CPU times: total: 156 ms
Wall time: 178 ms

Note that the same measurement as before is now two orders of magnitude faster. If we plot the integrated data, we get the same results as before.

# For plotting, convert the NCO integer values back to frequencies
nco_sweep_range = (np.arange(n_steps)*nco_int_step_freq + nco_int_start_freq) / 4.0

I_data = (
    np.asarray(data["acquisition"]["bins"]["integration"]["path0"])
    / MAXIMUM_SCOPE_ACQUISITION_LENGTH
)
Q_data = (
    np.asarray(data["acquisition"]["bins"]["integration"]["path1"])
    / MAXIMUM_SCOPE_ACQUISITION_LENGTH
)
plot_amplitude(nco_sweep_range, I_data, Q_data)
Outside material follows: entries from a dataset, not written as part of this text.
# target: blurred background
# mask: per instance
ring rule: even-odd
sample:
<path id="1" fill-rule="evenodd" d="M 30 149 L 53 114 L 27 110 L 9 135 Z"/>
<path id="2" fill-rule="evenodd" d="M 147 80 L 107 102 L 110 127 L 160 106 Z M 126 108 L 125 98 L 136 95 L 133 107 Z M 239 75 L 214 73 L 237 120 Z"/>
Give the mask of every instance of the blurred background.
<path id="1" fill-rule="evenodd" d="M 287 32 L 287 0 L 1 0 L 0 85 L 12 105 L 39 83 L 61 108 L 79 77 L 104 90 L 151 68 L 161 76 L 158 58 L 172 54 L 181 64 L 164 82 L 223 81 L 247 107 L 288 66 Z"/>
NCO input delay compensation

By default, the input and output of the QRM are multiplied with the same NCO value. As the output path has a time of flight of about 146 ns between the NCO and playback, this means that there is a short time window after frequency/phase updates where demodulation is updated, but playback is still using the old value. There is also always a (fixed) relative phase between playback and demodulation. We can showcase this by using a similar program as before, but with less points, so that the frequency steps are more clearly visible.

n_steps = 20
n_averages = 1000

step_freq = (stop_freq - start_freq) / n_steps
print(f"{n_steps} steps with step size {step_freq/1e6} MHz")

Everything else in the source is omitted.